Groen!-Europarlementslid Bart Staes luidt de alarmbel over de Vlaamse visserij. ‘Een klein kartel van reders, dat alle macht naar zich toe trekt en zich daarbij bedient van overheidsgeld, dreigt de sector de doodsteek te geven.’ De Europese Commissie voert een onderzoek naar concurrentievervalsing.

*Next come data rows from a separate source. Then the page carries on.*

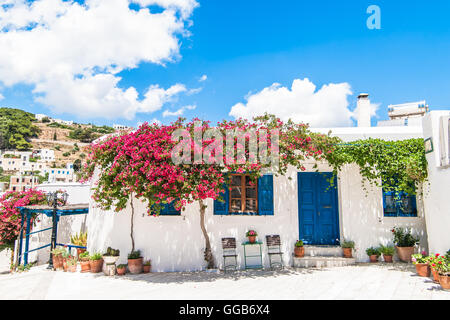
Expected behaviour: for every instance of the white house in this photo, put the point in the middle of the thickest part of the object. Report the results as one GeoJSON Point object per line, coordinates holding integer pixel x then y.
{"type": "Point", "coordinates": [296, 206]}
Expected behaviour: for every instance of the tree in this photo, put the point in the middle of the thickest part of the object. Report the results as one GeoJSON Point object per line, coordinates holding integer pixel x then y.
{"type": "Point", "coordinates": [140, 164]}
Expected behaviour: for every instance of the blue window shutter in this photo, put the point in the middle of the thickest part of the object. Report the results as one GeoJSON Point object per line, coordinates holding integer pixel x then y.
{"type": "Point", "coordinates": [221, 208]}
{"type": "Point", "coordinates": [265, 195]}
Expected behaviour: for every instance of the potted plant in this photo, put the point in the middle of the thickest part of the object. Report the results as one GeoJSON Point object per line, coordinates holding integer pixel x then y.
{"type": "Point", "coordinates": [420, 260]}
{"type": "Point", "coordinates": [121, 269]}
{"type": "Point", "coordinates": [388, 253]}
{"type": "Point", "coordinates": [251, 235]}
{"type": "Point", "coordinates": [404, 243]}
{"type": "Point", "coordinates": [79, 240]}
{"type": "Point", "coordinates": [71, 264]}
{"type": "Point", "coordinates": [299, 250]}
{"type": "Point", "coordinates": [85, 262]}
{"type": "Point", "coordinates": [96, 262]}
{"type": "Point", "coordinates": [135, 262]}
{"type": "Point", "coordinates": [57, 258]}
{"type": "Point", "coordinates": [347, 247]}
{"type": "Point", "coordinates": [147, 266]}
{"type": "Point", "coordinates": [373, 254]}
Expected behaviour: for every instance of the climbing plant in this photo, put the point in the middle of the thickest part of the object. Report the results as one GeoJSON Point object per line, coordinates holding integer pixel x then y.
{"type": "Point", "coordinates": [393, 165]}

Dat het slecht gaat met de Vlaamse visserijsector, is niet nieuw. De Vlaamse vloot is veel te duur en inefficiënt, en moet goeddeels vernieuwd en gediversifieerd worden. Het overgrote deel van de schepen, een stuk of honderd, bestaat uit milieuonvriendelijke boten van het boomkortype, die met netten over de zeebodem schrapen. Die verbruiken niet alleen veel brandstof (vier à vijf liter per kilogram gevangen vis), voor elke duizend kilogram vis vangen ze bovendien ook 800 kilogram kleine zeedieren die dood moeten worden teruggegooid omdat ze niet verkocht kunnen worden. De Europese Commissie wil dat percentage zogeheten ‘bijvangsten’ drukken. Op termijn wil ze bovendien de boomkorschepen verbieden, om zo te komen tot een duurzame visserij.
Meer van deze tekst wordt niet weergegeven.